Maas: Ich würde nicht sagen, dass eine Fachkraft automatisch motivierter ist und ich würde auch nicht sagen, dass das zu wenig Geld jemanden anders demotiviert. Wir haben beim Geld immer den extrinsischen Faktor. Wir korrumpieren denjenigen. Wenn er jetzt zehn Euro die Stunde verdient, will er in zwei Jahren natürlich mehr. Wenn jemand seinen Arbeitsplatz hasst, dann würde auch der doppelte Lohn nicht den Arbeitsplatz ändern, wenn er die Tätigkeit an sich nicht mag. Ich hab Studenten erlebt, die eine einfache Tätigkeit sehr motiviert gemacht haben nach dem Motto: Ich mache es nicht für immer, aber in der Zeit, in der ich es mache, mach ich es gut. Und dabei kann man Spaß entwickeln. Diese Selbstständigkeit, das Alleine-für-die-Tankstelle-verantwortlich-Sein, kann schon sehr motivierend wirken.

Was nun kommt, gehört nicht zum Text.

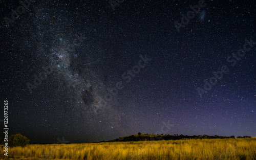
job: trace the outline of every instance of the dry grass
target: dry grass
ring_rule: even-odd
[[[10,159],[252,160],[256,138],[29,145],[11,148],[8,155]]]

tm: Wie gelingt es Tankstellenbetreibern, Mitarbeiter zu motivieren, die den Dienst an der Kasse nur als Pflichterfüllung sehen? Welche Instrumente hat er, um Anreize zu schaffen?

Maas: Der Tankstellenbetreiber muss zunächst einmal selbst davon überzeugt sein, dass das, was sein Mitarbeiter macht, etwas Tolles ist. Wenn der Mitarbeiter nicht kommt, müsste die Tankstelle geschlossen bleiben, wenn die Person nicht wäre, hätte ich ein Riesenproblem. Wenn ich dem Mitarbeiter so eine Wertigkeit gegenüber gebe, wäre schon viel gewonnen. Ich muss davon überzeugt sein. Wertschätzung und Respekt sind wichtig. Wenn mir das gelingt, geht der Mitarbeiter mit stolzer Brust zur Arbeit. Wenn er aber selbst denkt, dass das nur ein Aushilfsjob ist, dann bringt er das auch so rüber. Man reagiert dann körpersprachlich, auch in der Art wie man spricht.

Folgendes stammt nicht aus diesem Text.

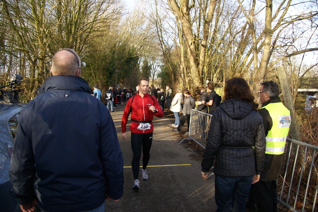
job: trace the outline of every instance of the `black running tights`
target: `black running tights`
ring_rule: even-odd
[[[153,133],[131,133],[131,149],[133,151],[133,159],[131,166],[133,174],[135,180],[138,179],[140,158],[143,151],[143,169],[146,169],[150,158],[150,149],[153,143]]]

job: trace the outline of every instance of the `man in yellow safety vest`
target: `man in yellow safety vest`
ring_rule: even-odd
[[[260,179],[259,182],[252,185],[251,192],[258,212],[276,212],[276,182],[283,164],[283,154],[291,119],[290,111],[278,97],[278,85],[272,81],[260,84],[258,96],[262,106],[259,113],[263,118],[266,135],[266,154]]]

tm: Wie organisiert der Tankstellenbetreiber die Motivation? Wirkt man besser mit Einzelgesprächen oder in Teambesprechungen auf den Einzelnen ein?

Maas: Beides. Nichts pusht mehr als ein Team, aber das dürfte an der Tankstelle schwer werden: Wann kriegt man da alle gleichzeitig zusammen? Kann ich es schaffen, dass ich Erfolge feiere, zum Beispiel die beste Tankstelle im Umkreis zu werden? Dann müsste man sich fragen, ob es irgendeine Möglichkeit gibt aufzusteigen, Karriere zu machen. Oder auch Schulungen sollten angeboten werden. Da gibt es einige Dinge, die man machen kann.

tm: In einem Essay schreiben Sie, dass Menschen, die in einer Gruppe arbeiten, motivierter sind als alleine arbeitende? An kleinen Tankstellen kommt es vor, dass zu gewissen Tageszeiten nur ein oder zwei Mitarbeiter im Dienst sind.

Maas: Kleine Tankstellen haben den Vorteil, dass wenn dort beispielsweise vier Personen arbeiten, eine Person 25 Prozent der Mitarbeiter ausmacht. Das ist ein ganz hoher Stellenwert, eine wichtige Person! Und das würde ich sie spüren lassen und mitentscheiden lassen bei Entscheidungen, wie wir bestimmte Strategien fahren. Wenn zum Beispiel ein neuer Kaugummi eingeführt wird, den der Mitarbeiter ausgesucht hat, ist das etwas, worauf man stolz ist und was motivierend wirkt. Das darf man nicht unterschätzen. Der Mitarbeiter, der den ganzen Tag hinter der Kasse steht, der hat Ideen. Wenn die verwirklicht werden und er jeden Tag an seinen Arbeitsplatz kommt, den er mitgestaltet hat – klasse! Das kann man in einem kleinen Unternehmen viel besser machen als in einem großen.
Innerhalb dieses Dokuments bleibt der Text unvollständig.